La commissaire Romano est en plein dilemme. Célibataire endurcie ou presque, elle aime sa liberté, les expressos, les fricadelles-frites et surtout Ruru, son chat. Mais arrive dans sa vie Damien, l’homme parfait, rencontré par hasard chez le vétérinaire. Directeur des relations internationales de la mairie de Lille, il a un emploi du temps aussi chargé que celui de son amie, et leur relation serait idyllique si la cohabitation avec Ruru n’était pas si tendue. Devra-t-elle choisir entre Ruru et Damien ?

C’est donc avec son collègue Martel, le légiste, qu’elle vient assister à une pièce d’Eschyle Les suppliantes. Elle admire le talent des comédiens, le fils de son collègue ainsi que celui de Mathieu Véran, quand un bateau suspendu lui tombe sur la tête, le tuant sur le coup.
La commissaire bondit sur scène pour faire les premières constatations, et sécuriser de la scène de crime.
Le fils Martel, très choqué, lui parlera du talent du comédien assassiné, des remous qu’avaient suscité la pièce controversée, avec l’apparition des blackfaces.

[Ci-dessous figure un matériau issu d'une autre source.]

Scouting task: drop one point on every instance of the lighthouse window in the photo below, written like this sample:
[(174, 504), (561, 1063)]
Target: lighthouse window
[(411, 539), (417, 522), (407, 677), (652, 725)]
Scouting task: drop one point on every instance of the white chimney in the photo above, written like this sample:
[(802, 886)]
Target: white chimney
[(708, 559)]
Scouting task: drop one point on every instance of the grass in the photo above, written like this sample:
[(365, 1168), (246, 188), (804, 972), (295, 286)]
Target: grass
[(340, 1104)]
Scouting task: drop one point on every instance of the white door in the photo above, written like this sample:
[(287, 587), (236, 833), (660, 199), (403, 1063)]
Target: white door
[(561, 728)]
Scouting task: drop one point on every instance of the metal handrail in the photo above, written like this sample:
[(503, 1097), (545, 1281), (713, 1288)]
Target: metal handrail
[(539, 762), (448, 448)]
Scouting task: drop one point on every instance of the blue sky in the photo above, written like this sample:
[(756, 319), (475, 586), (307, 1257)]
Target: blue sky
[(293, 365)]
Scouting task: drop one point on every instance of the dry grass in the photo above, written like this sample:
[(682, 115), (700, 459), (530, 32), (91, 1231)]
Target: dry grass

Les recherches s’orienteront rapidement vers les groupes extrémistes racistes et anti-racistes,

Une enquête très rythmée commence, explorant soigneusement toutes les pistes, procédant intelligemment à l’élimination des pistes.
Et comme à son habitude, Sophie Chabanel mêle humour permanent et enquête policière rythmée, explorant les personnalités sombres de l’être humain, dans tout ce qu’il a de pire. Avec bien sûr, une fin à la hauteur du roman.